En haute montagne, des ruisseaux permanents deviennent des ruisseaux temporaires. Cette situation instable impose donc de prendre des mesures pour s’adapter. « On avait encore de la réserve d’eau sous forme de glacier fossile, mais ça nécessite que notre captage soit déplacé 100 mètres plus haut », explique Damien Haxaire. Au refuge de la Selle, plusieurs aménagements sont prévus pour ne pas perdre la moindre goutte d’eau. Nous avons joint Noëmie Dagan alors qu’elle venait de redescendre du refuge. Elle y était remontée une journée avec un hydrogéologue et un maçon pour évaluer l’ampleur des travaux à effectuer afin de sécuriser l’alimentation du refuge en eau.

Noëmie Dagan

« La moindre goutte d’eau va devenir importante, et il ne faut pas la perdre », prévient-elle. Maître mot de l’adaptation : l’optimisation. Et la nécessité de trouver des sources sur de plus gros névés ou des reliquats de glaciers, qu’il faut aller chercher beaucoup plus loin. Une eau précieuse, rare, qui demande aussi à être stockée pour être utilisée à bon escient. « Il faut prévoir une citerne tampon avant le refuge, qui dans les coups durs puisse me servir de secours », détaille celle qui a aussi été gardienne du refuge Adèle Planchard.

Noëmie Dagan

Le stockage de l’eau va devenir la base de la problématique dans les refuges

Noëmie Dagan, gardienne du refuge de la Selle

Il faut donc réfléchir à un avenir sec. Cette année la réactivité et l’efficacité de la gardienne et du propriétaire du refuge face à la pénurie d’eau ont permis d’éviter une fermeture. Les réservations ont simplement été suspendues durant très peu de temps, ce qui n’a pas eu de conséquences. Ce n’était pas le cas l’an dernier où le refuge de la Selle a été contraint de fermer ses portes à la fin du mois d’août, soit une dizaine de jours plus tôt.
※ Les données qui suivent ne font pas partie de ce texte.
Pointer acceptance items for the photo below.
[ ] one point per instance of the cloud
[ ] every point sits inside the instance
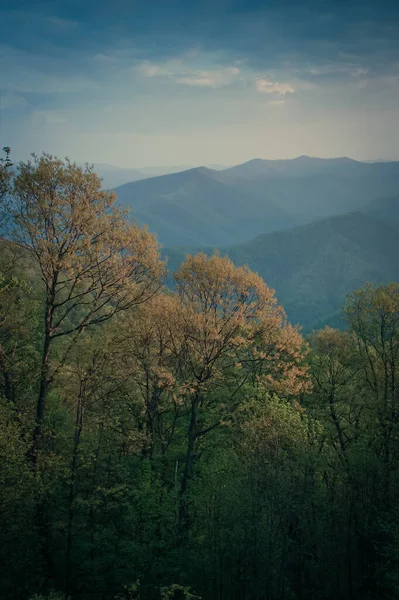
(273, 87)
(189, 72)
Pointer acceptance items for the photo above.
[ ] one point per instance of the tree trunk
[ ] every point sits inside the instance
(188, 467)
(78, 431)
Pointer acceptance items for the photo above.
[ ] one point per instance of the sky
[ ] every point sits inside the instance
(141, 83)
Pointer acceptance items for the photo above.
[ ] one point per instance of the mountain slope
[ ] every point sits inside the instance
(198, 207)
(206, 207)
(313, 267)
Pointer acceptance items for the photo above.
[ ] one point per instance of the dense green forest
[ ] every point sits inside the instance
(184, 443)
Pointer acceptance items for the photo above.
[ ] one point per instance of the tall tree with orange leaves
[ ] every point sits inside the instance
(93, 262)
(232, 331)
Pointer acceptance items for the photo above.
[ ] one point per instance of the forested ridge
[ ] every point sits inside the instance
(184, 443)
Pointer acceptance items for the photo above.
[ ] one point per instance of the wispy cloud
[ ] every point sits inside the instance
(273, 87)
(189, 72)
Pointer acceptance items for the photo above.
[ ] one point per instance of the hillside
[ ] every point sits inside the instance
(206, 207)
(313, 267)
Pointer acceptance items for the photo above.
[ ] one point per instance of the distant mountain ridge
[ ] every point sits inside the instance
(202, 206)
(312, 267)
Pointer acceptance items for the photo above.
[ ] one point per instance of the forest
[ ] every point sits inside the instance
(182, 442)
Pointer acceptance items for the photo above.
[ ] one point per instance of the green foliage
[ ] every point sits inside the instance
(197, 446)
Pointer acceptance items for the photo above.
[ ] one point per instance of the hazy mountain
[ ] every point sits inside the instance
(304, 166)
(113, 176)
(207, 207)
(199, 207)
(313, 267)
(385, 208)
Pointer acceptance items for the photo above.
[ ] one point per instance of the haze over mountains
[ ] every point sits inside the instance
(314, 229)
(202, 206)
(113, 176)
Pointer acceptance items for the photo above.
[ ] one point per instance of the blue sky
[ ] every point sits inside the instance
(148, 83)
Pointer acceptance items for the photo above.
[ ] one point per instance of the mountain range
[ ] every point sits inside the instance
(114, 176)
(203, 206)
(313, 267)
(314, 229)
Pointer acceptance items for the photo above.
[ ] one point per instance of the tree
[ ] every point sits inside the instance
(232, 330)
(93, 262)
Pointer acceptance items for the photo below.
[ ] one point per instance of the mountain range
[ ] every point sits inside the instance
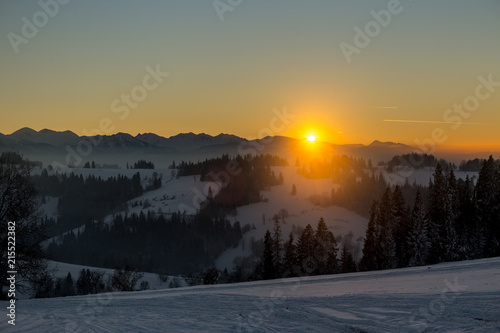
(67, 147)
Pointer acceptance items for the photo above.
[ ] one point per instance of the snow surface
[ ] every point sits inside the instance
(448, 297)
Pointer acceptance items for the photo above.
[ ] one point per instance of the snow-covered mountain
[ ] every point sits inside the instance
(49, 146)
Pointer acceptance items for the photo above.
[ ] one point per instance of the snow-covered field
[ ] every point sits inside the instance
(448, 297)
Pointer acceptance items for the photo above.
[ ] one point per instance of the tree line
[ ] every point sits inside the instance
(152, 242)
(456, 220)
(82, 199)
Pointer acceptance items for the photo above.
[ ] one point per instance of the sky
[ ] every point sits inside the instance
(417, 72)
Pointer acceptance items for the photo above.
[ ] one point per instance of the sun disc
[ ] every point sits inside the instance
(311, 138)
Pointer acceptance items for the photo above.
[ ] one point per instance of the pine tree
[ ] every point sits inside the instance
(386, 257)
(347, 263)
(488, 206)
(277, 246)
(268, 270)
(369, 260)
(326, 249)
(448, 233)
(401, 227)
(290, 258)
(305, 251)
(437, 215)
(418, 241)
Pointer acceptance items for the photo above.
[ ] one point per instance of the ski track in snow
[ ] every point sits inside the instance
(448, 297)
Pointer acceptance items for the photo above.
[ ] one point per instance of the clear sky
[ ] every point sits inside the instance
(229, 75)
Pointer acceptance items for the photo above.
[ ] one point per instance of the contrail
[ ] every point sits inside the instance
(429, 122)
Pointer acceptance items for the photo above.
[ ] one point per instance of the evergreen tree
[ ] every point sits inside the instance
(449, 235)
(418, 241)
(277, 246)
(305, 251)
(488, 206)
(437, 214)
(347, 263)
(290, 257)
(369, 260)
(401, 227)
(386, 256)
(326, 249)
(268, 269)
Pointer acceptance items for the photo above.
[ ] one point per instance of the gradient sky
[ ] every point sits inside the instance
(228, 76)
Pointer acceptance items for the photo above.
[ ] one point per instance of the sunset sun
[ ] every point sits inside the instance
(311, 138)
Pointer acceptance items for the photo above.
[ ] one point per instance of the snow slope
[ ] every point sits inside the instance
(448, 297)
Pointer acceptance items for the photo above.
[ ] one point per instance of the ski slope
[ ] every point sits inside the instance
(448, 297)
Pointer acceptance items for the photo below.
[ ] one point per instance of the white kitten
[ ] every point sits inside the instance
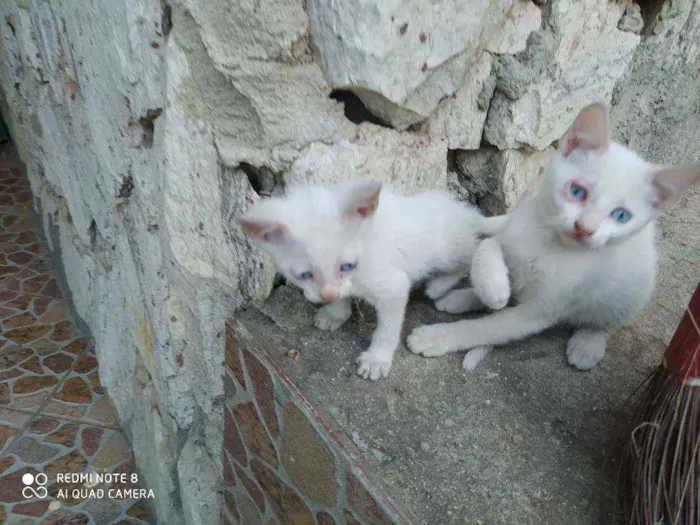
(580, 252)
(365, 240)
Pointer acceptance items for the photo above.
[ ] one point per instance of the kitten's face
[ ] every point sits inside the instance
(602, 197)
(315, 235)
(603, 192)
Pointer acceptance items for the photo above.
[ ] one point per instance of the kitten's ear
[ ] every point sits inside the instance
(361, 200)
(669, 183)
(589, 131)
(262, 224)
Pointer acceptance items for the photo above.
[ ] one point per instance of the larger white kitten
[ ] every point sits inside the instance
(367, 241)
(579, 252)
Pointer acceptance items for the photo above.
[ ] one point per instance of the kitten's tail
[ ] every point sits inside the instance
(491, 225)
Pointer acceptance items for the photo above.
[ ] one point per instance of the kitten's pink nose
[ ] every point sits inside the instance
(329, 293)
(582, 230)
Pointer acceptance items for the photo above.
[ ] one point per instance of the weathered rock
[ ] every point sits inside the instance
(402, 58)
(498, 180)
(589, 54)
(411, 162)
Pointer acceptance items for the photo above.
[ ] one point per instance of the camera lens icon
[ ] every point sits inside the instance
(29, 480)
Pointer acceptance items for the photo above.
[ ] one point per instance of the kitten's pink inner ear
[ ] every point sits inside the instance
(589, 131)
(669, 183)
(272, 232)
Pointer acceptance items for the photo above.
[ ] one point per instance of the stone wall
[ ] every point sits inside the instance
(148, 125)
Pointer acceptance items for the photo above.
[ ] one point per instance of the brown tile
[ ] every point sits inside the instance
(86, 364)
(11, 357)
(360, 498)
(58, 362)
(32, 365)
(58, 310)
(26, 334)
(74, 461)
(251, 487)
(286, 503)
(262, 385)
(75, 390)
(90, 438)
(232, 439)
(19, 320)
(28, 385)
(6, 463)
(43, 425)
(6, 433)
(19, 303)
(63, 331)
(64, 435)
(233, 360)
(31, 450)
(60, 409)
(307, 459)
(254, 433)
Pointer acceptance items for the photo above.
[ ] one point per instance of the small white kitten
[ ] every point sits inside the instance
(365, 240)
(580, 252)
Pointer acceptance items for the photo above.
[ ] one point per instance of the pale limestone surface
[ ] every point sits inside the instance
(147, 126)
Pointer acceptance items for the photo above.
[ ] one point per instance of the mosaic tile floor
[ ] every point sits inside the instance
(54, 416)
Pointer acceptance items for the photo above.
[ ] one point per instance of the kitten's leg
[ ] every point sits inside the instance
(460, 302)
(334, 315)
(586, 347)
(489, 275)
(440, 285)
(375, 362)
(501, 327)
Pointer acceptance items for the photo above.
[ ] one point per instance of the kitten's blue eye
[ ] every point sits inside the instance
(578, 192)
(621, 215)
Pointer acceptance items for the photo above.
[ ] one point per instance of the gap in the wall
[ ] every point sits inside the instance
(355, 109)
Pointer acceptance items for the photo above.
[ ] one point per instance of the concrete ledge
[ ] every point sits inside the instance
(524, 439)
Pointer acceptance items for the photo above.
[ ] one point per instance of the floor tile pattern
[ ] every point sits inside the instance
(54, 416)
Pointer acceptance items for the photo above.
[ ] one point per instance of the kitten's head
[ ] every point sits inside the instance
(597, 192)
(315, 235)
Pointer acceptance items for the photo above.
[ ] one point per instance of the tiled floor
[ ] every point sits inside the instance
(54, 416)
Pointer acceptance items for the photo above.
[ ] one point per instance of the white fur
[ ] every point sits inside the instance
(407, 239)
(593, 283)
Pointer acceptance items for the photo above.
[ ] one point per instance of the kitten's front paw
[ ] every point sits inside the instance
(496, 293)
(425, 340)
(331, 318)
(474, 357)
(373, 365)
(585, 349)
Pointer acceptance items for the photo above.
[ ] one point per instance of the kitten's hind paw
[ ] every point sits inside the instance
(373, 365)
(425, 340)
(332, 316)
(459, 302)
(474, 357)
(586, 348)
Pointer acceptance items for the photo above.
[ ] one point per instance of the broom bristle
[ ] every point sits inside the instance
(661, 465)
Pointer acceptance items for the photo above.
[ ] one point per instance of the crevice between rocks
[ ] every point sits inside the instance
(355, 110)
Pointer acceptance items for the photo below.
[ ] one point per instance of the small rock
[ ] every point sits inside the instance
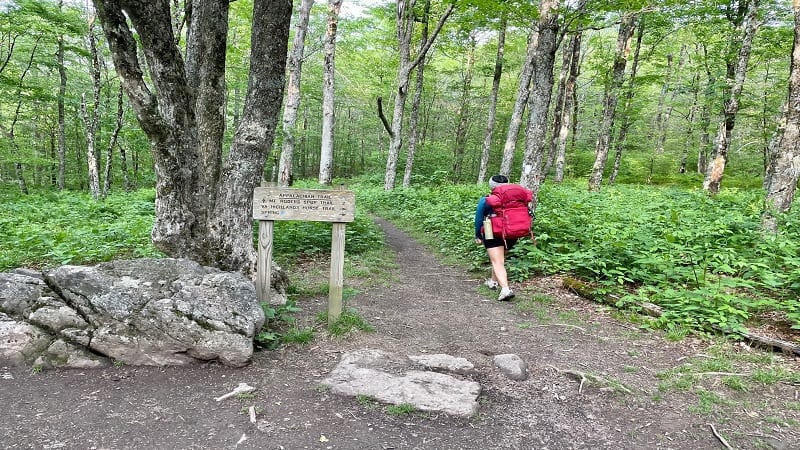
(512, 366)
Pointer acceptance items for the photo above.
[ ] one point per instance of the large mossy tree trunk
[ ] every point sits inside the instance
(203, 204)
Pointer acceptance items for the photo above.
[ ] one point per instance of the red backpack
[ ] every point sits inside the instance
(512, 219)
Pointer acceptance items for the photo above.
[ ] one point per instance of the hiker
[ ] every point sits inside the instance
(496, 241)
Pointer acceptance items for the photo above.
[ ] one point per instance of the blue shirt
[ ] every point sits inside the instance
(481, 212)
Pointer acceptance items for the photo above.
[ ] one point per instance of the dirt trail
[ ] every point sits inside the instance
(430, 308)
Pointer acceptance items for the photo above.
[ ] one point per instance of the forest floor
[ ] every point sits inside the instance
(636, 395)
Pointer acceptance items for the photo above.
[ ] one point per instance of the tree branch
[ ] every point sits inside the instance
(383, 118)
(427, 45)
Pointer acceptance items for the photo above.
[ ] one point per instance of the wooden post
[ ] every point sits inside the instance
(264, 263)
(336, 206)
(336, 283)
(337, 273)
(264, 257)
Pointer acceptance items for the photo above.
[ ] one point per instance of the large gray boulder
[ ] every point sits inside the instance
(138, 312)
(396, 379)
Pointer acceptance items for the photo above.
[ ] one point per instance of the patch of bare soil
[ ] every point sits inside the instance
(595, 383)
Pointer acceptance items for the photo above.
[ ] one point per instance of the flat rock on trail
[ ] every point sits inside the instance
(427, 308)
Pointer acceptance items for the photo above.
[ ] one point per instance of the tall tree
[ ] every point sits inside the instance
(610, 99)
(62, 89)
(736, 73)
(295, 69)
(572, 56)
(328, 94)
(404, 20)
(203, 205)
(520, 102)
(91, 118)
(783, 181)
(625, 126)
(463, 114)
(419, 84)
(539, 98)
(492, 116)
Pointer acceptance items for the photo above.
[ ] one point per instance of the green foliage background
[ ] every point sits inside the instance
(704, 260)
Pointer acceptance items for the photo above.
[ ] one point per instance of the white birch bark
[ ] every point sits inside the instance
(295, 66)
(539, 98)
(405, 22)
(783, 180)
(523, 91)
(626, 29)
(498, 73)
(574, 51)
(716, 167)
(92, 119)
(328, 94)
(413, 121)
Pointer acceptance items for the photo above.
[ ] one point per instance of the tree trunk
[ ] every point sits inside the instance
(108, 178)
(523, 91)
(626, 28)
(716, 167)
(405, 21)
(539, 98)
(626, 113)
(92, 120)
(705, 116)
(783, 182)
(413, 121)
(62, 89)
(572, 58)
(295, 65)
(498, 74)
(460, 142)
(232, 220)
(210, 223)
(328, 94)
(205, 73)
(690, 123)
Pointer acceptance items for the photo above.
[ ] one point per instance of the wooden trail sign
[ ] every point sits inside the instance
(320, 205)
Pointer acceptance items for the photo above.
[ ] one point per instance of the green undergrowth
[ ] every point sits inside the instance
(48, 229)
(704, 260)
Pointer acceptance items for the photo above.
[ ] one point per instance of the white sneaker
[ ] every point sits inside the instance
(505, 294)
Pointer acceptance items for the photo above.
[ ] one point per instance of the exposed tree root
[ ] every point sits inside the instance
(583, 377)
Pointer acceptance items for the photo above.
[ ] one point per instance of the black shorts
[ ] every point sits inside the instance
(499, 242)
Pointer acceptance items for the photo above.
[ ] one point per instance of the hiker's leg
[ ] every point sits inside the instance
(497, 256)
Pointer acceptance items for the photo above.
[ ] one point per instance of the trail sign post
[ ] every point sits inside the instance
(273, 203)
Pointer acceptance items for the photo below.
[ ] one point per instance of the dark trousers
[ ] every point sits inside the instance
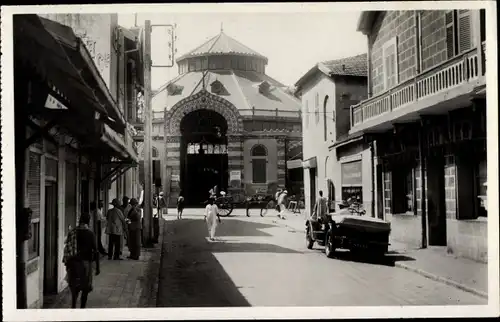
(134, 243)
(114, 246)
(99, 238)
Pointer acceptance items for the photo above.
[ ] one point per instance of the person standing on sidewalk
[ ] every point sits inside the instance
(115, 228)
(212, 218)
(281, 204)
(180, 206)
(99, 219)
(80, 251)
(134, 230)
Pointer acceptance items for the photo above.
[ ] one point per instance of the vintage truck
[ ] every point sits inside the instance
(349, 228)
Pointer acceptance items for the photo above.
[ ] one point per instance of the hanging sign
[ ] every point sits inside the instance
(351, 173)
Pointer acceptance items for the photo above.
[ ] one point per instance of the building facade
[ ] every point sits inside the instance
(426, 114)
(327, 91)
(223, 122)
(72, 135)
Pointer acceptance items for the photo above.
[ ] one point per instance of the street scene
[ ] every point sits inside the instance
(171, 165)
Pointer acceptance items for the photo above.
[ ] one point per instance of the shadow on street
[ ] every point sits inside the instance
(388, 259)
(191, 276)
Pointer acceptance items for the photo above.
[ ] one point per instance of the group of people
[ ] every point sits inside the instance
(83, 245)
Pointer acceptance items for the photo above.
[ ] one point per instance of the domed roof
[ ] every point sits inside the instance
(222, 44)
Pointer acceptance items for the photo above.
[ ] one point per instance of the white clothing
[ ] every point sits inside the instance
(211, 212)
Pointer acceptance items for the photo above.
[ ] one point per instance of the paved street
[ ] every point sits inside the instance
(257, 262)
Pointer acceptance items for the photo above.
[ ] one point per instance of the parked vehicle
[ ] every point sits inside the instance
(350, 228)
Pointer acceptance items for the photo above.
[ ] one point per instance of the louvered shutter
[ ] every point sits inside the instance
(450, 34)
(34, 183)
(464, 30)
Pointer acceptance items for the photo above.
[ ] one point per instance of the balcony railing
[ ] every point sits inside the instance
(452, 73)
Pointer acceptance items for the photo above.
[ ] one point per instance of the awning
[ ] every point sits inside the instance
(294, 164)
(310, 163)
(113, 140)
(60, 58)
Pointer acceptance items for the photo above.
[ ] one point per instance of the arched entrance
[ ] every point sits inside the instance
(203, 154)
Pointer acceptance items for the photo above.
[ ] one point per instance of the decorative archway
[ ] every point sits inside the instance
(203, 100)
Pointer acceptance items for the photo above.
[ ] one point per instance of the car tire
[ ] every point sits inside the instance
(329, 245)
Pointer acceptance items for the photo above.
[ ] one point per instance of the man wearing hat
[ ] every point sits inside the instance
(115, 228)
(134, 230)
(281, 204)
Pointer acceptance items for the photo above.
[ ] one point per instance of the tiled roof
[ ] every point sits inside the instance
(222, 44)
(241, 88)
(349, 66)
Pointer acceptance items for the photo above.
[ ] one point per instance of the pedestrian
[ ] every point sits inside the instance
(180, 206)
(212, 218)
(80, 251)
(99, 219)
(115, 228)
(321, 209)
(281, 204)
(134, 230)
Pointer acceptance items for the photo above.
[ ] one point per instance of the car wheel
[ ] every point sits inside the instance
(329, 246)
(309, 240)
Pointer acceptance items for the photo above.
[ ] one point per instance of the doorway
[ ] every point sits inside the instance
(436, 206)
(50, 262)
(204, 156)
(312, 182)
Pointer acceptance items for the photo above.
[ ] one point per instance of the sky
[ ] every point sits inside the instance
(293, 42)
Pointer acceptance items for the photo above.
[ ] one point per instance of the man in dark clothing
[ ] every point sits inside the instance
(80, 251)
(134, 227)
(115, 228)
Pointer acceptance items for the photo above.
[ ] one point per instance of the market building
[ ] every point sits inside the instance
(327, 91)
(426, 116)
(224, 122)
(72, 134)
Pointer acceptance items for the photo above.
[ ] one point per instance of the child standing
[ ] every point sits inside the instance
(180, 206)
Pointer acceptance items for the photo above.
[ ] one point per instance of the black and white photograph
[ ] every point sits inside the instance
(249, 161)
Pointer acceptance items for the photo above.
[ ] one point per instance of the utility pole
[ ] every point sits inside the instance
(148, 175)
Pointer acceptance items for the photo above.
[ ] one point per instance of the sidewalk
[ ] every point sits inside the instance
(122, 284)
(435, 264)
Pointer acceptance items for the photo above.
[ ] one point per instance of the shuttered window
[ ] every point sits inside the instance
(464, 30)
(459, 32)
(390, 54)
(34, 184)
(70, 198)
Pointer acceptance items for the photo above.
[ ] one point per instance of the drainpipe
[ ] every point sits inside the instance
(422, 184)
(372, 152)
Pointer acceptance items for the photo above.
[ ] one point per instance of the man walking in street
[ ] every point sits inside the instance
(115, 228)
(134, 230)
(321, 208)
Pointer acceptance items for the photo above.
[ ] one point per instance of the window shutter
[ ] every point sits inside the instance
(450, 39)
(464, 30)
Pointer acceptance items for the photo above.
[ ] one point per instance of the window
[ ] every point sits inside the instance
(316, 108)
(306, 114)
(390, 56)
(259, 164)
(458, 32)
(34, 241)
(325, 114)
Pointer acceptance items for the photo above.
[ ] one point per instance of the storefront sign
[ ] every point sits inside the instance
(351, 173)
(235, 175)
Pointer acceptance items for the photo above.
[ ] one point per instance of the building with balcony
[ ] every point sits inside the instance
(327, 91)
(426, 116)
(72, 134)
(224, 122)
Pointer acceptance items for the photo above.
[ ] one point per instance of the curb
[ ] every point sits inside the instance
(444, 280)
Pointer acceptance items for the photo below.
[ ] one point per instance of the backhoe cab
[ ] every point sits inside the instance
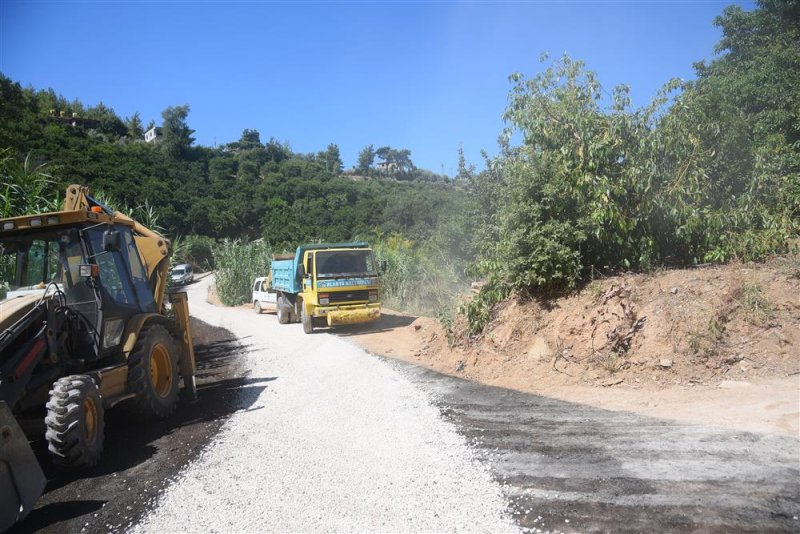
(85, 324)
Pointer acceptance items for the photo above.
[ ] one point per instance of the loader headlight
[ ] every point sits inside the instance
(113, 333)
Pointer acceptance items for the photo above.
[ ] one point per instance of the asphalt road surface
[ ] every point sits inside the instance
(308, 432)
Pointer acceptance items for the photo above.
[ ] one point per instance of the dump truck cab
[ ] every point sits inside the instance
(327, 285)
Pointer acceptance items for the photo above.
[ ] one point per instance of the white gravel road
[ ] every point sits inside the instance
(336, 440)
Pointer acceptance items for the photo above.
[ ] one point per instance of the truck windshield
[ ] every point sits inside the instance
(31, 262)
(331, 264)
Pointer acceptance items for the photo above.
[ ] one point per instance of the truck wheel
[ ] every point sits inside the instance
(153, 373)
(283, 315)
(307, 320)
(75, 423)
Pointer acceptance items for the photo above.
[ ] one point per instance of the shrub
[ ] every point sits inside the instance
(238, 264)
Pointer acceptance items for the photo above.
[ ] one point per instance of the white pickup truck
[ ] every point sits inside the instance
(264, 297)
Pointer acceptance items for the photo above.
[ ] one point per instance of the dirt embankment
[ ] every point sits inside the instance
(717, 345)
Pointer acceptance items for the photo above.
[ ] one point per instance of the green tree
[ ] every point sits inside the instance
(177, 135)
(365, 160)
(332, 159)
(134, 126)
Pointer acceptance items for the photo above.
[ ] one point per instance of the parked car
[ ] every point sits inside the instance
(182, 274)
(264, 297)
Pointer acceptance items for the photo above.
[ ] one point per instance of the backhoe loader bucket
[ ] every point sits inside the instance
(21, 478)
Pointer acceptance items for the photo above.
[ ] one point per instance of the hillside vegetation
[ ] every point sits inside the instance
(585, 183)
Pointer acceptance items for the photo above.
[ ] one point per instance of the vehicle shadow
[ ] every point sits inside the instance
(223, 388)
(42, 517)
(387, 322)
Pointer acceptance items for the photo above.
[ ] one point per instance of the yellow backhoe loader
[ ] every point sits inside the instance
(86, 322)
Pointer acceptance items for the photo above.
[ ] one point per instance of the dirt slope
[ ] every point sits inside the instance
(714, 345)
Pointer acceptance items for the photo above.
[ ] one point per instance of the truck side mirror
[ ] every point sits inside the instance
(111, 241)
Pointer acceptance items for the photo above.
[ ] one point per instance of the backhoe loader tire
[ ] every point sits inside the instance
(153, 374)
(283, 313)
(307, 320)
(75, 423)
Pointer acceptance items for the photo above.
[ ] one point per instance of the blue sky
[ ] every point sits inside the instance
(418, 75)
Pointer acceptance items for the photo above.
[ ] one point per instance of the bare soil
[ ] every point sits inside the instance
(713, 345)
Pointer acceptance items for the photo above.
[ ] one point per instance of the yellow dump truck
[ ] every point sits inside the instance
(326, 284)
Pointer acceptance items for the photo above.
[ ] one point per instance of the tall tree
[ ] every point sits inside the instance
(250, 139)
(332, 159)
(365, 159)
(134, 125)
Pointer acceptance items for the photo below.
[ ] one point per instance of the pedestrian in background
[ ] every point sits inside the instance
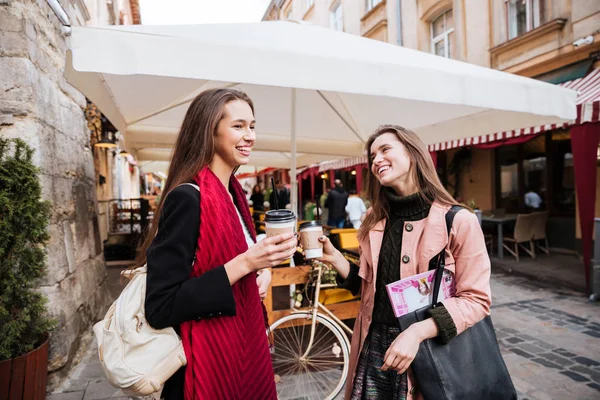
(356, 209)
(336, 204)
(258, 199)
(283, 196)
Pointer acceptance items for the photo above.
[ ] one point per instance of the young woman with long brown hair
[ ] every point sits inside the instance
(403, 230)
(203, 260)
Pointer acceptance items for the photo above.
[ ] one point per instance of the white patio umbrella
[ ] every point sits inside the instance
(318, 93)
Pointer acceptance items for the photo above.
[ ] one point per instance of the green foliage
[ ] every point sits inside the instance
(24, 220)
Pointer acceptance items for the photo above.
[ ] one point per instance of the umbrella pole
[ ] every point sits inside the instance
(294, 179)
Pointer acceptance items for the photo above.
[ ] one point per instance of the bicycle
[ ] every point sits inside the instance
(314, 363)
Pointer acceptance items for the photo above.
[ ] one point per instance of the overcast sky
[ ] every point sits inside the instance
(178, 12)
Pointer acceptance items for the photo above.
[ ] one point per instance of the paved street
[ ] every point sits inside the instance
(550, 339)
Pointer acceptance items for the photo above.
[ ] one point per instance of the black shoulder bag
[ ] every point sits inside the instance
(470, 366)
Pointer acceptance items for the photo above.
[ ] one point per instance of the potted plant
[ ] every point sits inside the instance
(24, 328)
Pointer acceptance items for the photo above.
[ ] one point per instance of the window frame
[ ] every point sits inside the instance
(371, 4)
(444, 36)
(530, 23)
(308, 4)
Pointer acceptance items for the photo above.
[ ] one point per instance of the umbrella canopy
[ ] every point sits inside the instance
(318, 93)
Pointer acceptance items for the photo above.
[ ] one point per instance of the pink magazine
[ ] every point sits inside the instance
(410, 294)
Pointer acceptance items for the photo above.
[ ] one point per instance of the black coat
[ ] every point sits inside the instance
(172, 297)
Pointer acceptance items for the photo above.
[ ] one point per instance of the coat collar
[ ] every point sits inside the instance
(435, 236)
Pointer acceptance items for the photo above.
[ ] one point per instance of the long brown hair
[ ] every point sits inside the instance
(423, 172)
(194, 148)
Ce qui représente tout autant de manque à gagner. Pas de fermeture en revanche au refuge des Écrins, mais la situation inédite a contraint Damien Haxaire à l’adaptation et à la réflexion -« ce qu’il y a d’étonnant, cette année, c’est la date à laquelle on est obligé de faire attention »- pour les années à venir.

Damien Haxaire

Peut-être que cette situation permettrait de réfléchir à sa consommation d’eau chez soi, en bas, dans la vallée

Damien Haxaire

En sachant que la consommation moyenne d’un français est de 149 litres d’eau par jour contre 25 litres au refuge des Écrins. La question du « juste milieu » est plus que jamais d’actualité. Ailleurs dans le massif, certains refuges, comme celui du Pavé, n’ont pas eu de problème d’alimentation en eau. Mais la sécheresse a impacté les grandes courses de neige du début de saison, trop sèches. Du Pavé, il a fallu se reporter sur des courses de rocher plus classiques comme le Pic nord des Cavales, nous explique la gardienne Lucie Gauthier. Au fond du Valgaudemar, entre les Rouies et les Bans, le refuge du Pigeonnier a connu un petit épisode de stress hydrique. « Le névé habituel avait disparu durant l’été, ce qui est exceptionnel », nous détaille son gardien Olivier Parent. Heureusement, la découverte d’un petit glacier rocheux a permis, là aussi, de maintenir une alimentation en eau tout l’été. Enfin, le refuge de Furfande dans le Queyras a connu aussi des débits plus faibles que d’habitude, mais la source a coulé jusqu’à la fin de l’été.

Pour le moment, l’espoir de la saison prochaine reste bien évidemment un hiver enneigé.